Herr Blatter sorgt sich immer auch um den Fußball. Im Augenblick ist er damit beschäftigt, die Zahl der Schiedsrichter und ihrer Assistenten stufenweise so aufzustocken, dass demnächst jeder Spieler seinen Leibschiedsrichter hat. Über eine leichte Erhöhung der Eintrittspreise wäre dieses Arbeitsbeschaffungsprogramm für professionelle Pfeifen durchaus zu finanzieren, meint Herr Blatter. Über Abseits wird künftig mehrheitlich abgestimmt. Dazu wird das Spiel unterbrochen, was wiederum neue Vermarktungsmöglichkeiten schafft.
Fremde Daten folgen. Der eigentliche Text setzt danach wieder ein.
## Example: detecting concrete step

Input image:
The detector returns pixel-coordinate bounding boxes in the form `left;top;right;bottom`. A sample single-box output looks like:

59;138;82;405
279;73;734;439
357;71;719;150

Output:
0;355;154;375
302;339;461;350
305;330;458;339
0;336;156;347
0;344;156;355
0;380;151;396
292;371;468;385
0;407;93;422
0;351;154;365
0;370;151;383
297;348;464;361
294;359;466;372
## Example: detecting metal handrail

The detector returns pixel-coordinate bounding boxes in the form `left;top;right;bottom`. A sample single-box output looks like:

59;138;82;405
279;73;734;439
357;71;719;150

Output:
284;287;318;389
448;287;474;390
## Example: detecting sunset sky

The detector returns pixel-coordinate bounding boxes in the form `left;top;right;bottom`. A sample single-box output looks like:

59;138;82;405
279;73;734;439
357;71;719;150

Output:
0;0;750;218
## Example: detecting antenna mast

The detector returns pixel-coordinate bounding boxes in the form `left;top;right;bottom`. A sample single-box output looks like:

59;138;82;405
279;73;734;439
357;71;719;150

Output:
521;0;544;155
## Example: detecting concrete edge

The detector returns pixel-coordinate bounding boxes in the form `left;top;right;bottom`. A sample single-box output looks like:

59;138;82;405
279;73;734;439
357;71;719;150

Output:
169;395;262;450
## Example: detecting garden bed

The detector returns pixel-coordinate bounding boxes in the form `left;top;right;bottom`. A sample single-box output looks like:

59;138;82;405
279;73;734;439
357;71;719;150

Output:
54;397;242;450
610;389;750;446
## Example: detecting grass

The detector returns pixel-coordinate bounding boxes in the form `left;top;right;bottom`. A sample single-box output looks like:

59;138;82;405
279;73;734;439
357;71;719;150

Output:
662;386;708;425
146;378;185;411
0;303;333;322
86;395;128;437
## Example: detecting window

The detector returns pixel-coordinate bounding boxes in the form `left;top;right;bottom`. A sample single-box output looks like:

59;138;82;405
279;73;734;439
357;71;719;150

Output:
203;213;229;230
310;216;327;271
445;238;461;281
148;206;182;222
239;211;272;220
Blatter beschäftigt noch etwas anderes. Wie alle kleinwüchsigen Menschen hat er arge Komplexe. So hat er schon in jungen Jahren als Zuschauer erfahren müssen, dass es nichts nutzt, in aufregenden Szenen vom Sitz aufzuspringen. Weil die Vorderleute auch hochschießen, kann Blatter trotzdem nichts sehen. Der Blatter Sepp hat sich damit vor der Präsidentschaft damit beholfen, dass er auf seine Sitzschale kletterte und seinem Vordermann über die Schulter lugte. Dann war die spannende Szene vorbei, und alles setzte sich. Nur Blatter Sepp stand einsam auf seinem Sitz und hatte wieder einmal alles verpasst. Daraufhin riefen die Fans ?Hinsetzen, hinsetzen?. So begann die Humba. Für einen Mann wie den Blatter Sepp ist das ein Trauma, Freunde. Aus Hinsetzen wird schnell sitzen bleiben. Wer bleibt schon gerne sitzen? Vor allem wenn man sich mit hübschen Blondinen umgibt, will man nicht sitzen bleiben (Anm. der Red. Das war UEFA-Johansson). Egal. Blatter ordnete an, dass künftig nur noch Danny de Vito und Thomas Hässler vor ihm Platz nehmen dürften. De Vito hat kein Interesse an Fußball, und Hässler scheitert daran, dass er sich die ihm zugeteilte Sitznummer nicht merken kann.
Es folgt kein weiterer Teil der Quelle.